直径十メートルほどの平らな場所。その中央に青白い光の柱が立ち、その中で透明な球体が浮かんでいる。
内部では光の粒子が渦を巻いていた。
「Thread2です」
マサキは息を呑む。
(アルミンの一部が、ここにある)
その瞬間、地面が大きく揺れた。
「来るぞ!」
地面を破って現れたのは、全長二十メートルはある巨大な機械の蛇。金属の体に赤い目。二体。
「サーペント! 地中型防衛機構です!」
首をもたげ、口を開いた次の瞬間、レーザーが放たれる。
「散れ!」
四人は左右へ跳んだ。

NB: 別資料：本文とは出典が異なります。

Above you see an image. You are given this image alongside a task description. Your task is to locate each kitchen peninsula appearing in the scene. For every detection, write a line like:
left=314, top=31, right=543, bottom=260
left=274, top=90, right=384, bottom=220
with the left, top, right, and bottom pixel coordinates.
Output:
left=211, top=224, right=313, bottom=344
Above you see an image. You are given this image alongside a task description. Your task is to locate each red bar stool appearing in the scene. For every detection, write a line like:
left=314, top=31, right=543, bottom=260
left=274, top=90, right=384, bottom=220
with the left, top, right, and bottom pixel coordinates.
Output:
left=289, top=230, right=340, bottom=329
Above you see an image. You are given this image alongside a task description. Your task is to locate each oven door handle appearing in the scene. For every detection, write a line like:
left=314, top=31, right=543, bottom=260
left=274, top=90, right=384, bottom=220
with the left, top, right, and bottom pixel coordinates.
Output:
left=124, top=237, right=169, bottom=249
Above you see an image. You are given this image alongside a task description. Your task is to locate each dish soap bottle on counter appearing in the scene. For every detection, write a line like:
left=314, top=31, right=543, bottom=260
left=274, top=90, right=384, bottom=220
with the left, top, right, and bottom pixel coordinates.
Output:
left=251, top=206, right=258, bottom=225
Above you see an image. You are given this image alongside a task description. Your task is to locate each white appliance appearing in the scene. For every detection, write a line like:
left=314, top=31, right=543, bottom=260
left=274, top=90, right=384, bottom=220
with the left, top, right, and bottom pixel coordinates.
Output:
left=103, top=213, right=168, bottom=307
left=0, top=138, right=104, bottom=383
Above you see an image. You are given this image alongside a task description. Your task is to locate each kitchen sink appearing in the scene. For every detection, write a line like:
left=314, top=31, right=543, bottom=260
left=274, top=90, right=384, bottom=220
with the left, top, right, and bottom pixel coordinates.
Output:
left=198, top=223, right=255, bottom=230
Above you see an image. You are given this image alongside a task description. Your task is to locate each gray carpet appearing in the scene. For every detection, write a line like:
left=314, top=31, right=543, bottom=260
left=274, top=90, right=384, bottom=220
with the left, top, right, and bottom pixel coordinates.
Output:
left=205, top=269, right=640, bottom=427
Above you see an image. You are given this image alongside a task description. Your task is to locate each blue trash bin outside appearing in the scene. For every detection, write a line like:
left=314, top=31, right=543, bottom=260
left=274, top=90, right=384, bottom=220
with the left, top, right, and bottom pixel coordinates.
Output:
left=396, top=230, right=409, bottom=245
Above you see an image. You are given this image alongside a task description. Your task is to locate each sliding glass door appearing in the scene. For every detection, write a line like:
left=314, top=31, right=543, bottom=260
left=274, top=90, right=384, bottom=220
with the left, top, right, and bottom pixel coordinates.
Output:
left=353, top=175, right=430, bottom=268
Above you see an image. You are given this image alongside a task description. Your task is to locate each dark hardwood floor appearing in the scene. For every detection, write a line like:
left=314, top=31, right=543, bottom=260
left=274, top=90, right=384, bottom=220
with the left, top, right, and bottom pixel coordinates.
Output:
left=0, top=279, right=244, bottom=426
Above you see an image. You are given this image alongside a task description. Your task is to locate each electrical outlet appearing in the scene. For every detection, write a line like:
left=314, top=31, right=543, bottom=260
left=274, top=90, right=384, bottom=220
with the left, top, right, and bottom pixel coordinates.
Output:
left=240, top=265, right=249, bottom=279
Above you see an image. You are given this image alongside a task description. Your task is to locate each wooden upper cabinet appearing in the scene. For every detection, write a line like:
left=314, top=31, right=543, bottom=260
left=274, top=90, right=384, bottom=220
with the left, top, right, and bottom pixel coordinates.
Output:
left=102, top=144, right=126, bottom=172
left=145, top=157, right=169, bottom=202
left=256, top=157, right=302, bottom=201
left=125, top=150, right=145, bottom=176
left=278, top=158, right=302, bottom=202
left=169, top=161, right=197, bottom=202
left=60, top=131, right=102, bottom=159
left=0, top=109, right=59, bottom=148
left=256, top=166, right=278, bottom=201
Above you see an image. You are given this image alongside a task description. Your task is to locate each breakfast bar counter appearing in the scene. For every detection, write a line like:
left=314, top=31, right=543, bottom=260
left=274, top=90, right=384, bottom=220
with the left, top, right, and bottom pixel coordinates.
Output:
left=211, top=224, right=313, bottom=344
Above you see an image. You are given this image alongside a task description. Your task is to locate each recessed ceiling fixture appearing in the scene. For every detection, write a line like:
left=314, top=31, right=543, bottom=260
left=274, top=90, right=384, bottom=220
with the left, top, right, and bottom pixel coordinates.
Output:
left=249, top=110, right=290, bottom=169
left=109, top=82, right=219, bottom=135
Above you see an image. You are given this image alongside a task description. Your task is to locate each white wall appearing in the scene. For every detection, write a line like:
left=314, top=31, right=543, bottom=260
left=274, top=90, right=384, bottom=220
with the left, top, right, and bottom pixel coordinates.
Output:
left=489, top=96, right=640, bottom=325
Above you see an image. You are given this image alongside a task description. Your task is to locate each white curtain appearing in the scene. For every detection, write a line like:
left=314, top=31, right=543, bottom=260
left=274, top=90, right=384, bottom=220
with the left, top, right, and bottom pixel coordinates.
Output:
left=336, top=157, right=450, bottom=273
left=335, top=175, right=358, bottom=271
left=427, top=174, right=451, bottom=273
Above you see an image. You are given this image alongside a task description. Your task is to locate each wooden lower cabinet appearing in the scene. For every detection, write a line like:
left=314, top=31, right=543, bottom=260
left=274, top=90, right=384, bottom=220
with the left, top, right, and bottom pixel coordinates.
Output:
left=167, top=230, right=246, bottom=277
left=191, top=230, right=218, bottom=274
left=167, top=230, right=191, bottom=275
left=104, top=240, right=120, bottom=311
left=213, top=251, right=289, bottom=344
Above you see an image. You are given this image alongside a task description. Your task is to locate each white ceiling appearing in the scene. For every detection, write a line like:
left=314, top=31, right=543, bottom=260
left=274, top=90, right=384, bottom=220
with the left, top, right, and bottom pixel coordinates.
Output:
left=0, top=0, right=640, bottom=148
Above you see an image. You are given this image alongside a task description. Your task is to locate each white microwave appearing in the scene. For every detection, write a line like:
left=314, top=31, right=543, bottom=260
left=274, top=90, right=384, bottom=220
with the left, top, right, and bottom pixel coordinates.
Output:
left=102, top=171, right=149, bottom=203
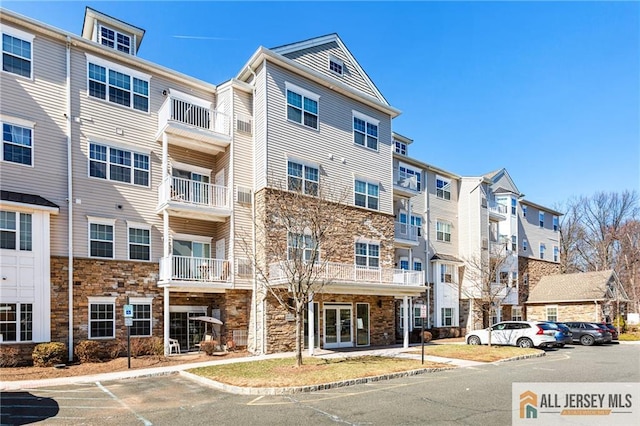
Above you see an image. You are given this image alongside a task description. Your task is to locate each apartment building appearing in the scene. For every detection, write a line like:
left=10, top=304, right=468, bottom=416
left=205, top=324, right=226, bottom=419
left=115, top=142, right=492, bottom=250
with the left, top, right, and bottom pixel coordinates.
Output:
left=0, top=8, right=424, bottom=356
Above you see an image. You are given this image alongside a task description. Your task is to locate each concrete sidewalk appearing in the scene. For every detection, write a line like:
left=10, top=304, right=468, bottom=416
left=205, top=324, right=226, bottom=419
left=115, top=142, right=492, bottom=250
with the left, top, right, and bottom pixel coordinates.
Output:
left=0, top=345, right=486, bottom=391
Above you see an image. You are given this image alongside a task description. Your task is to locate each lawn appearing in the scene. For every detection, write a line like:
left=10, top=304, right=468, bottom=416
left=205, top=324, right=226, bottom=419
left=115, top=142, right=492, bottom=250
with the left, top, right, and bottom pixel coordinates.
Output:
left=189, top=356, right=451, bottom=387
left=411, top=344, right=542, bottom=362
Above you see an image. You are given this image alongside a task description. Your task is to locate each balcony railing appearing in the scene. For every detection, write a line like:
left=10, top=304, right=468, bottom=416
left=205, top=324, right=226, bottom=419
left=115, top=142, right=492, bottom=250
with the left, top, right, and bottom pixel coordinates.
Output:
left=160, top=255, right=231, bottom=282
left=158, top=95, right=231, bottom=136
left=158, top=176, right=229, bottom=208
left=269, top=261, right=424, bottom=286
left=394, top=222, right=420, bottom=243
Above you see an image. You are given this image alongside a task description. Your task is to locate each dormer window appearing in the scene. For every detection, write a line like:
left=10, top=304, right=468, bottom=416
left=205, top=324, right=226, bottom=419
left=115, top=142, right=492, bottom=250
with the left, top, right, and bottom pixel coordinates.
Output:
left=99, top=25, right=131, bottom=53
left=329, top=56, right=344, bottom=75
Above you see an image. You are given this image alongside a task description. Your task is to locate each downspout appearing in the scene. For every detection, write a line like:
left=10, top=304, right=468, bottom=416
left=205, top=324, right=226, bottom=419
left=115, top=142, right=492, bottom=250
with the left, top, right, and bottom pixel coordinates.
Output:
left=65, top=36, right=73, bottom=362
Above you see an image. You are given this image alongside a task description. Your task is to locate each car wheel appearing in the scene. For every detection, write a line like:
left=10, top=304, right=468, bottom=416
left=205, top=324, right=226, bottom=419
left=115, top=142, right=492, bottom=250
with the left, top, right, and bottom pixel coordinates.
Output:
left=518, top=337, right=533, bottom=348
left=467, top=336, right=480, bottom=345
left=580, top=334, right=596, bottom=346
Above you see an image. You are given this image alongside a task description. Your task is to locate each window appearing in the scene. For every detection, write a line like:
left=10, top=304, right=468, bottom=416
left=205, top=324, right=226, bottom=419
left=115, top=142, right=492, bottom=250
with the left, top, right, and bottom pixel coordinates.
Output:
left=436, top=176, right=451, bottom=200
left=353, top=111, right=379, bottom=150
left=0, top=303, right=33, bottom=342
left=0, top=210, right=33, bottom=251
left=129, top=225, right=151, bottom=260
left=287, top=232, right=320, bottom=262
left=398, top=165, right=422, bottom=191
left=2, top=26, right=33, bottom=78
left=89, top=143, right=149, bottom=186
left=2, top=123, right=33, bottom=166
left=356, top=242, right=380, bottom=268
left=99, top=25, right=132, bottom=53
left=441, top=308, right=453, bottom=327
left=355, top=180, right=380, bottom=210
left=411, top=215, right=422, bottom=237
left=89, top=297, right=116, bottom=339
left=287, top=161, right=320, bottom=195
left=89, top=218, right=115, bottom=259
left=129, top=298, right=152, bottom=336
left=440, top=264, right=453, bottom=283
left=286, top=83, right=320, bottom=130
left=329, top=55, right=344, bottom=75
left=545, top=305, right=558, bottom=321
left=511, top=306, right=522, bottom=321
left=394, top=141, right=407, bottom=155
left=436, top=221, right=451, bottom=243
left=87, top=55, right=149, bottom=112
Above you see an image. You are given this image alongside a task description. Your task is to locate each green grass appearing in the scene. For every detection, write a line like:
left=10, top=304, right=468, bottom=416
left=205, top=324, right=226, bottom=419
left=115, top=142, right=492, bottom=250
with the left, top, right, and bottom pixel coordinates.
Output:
left=189, top=356, right=451, bottom=387
left=411, top=344, right=542, bottom=362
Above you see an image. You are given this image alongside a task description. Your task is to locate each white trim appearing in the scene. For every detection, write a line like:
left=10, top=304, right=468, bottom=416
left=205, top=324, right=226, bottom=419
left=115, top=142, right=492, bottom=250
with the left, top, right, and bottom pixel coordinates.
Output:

地面が爆ぜ、爆風が巻き上がる。
マサキは剣を生成し、Kと閃も構える。雫はバリアを展開した。
一体目が尾を振り下ろす。Kが受け止めるが、衝撃で吹き飛ばされる。
「K!」
二体目がマサキと閃へ襲いかかる。閃が斬りつけるが装甲が硬く、弾かれる。
そのとき雫が叫んだ。
「マサキ! Thread2を回収して!」
「え!?」
雫は二体の間に立ち、全力でバリアを拡張する。巨大な防壁がサーペントを包み込んだ。
「私が食い止める!」
「待てよ!」
「早く! 時間がない!」
歯を食いしばる雫の額に汗が滲む。
「お願い!」
Kがマサキの肩を掴む。
「行くぞ。雫を信じろ!」
マサキ、閃、Kは球体へ駆けた。
背後でサーペントが暴れ、バリアに激突する。ひびが走り、光が軋む。
「早く……!」
マサキは球体に手を伸ばした。
触れた瞬間、視界が白く塗りつぶされる。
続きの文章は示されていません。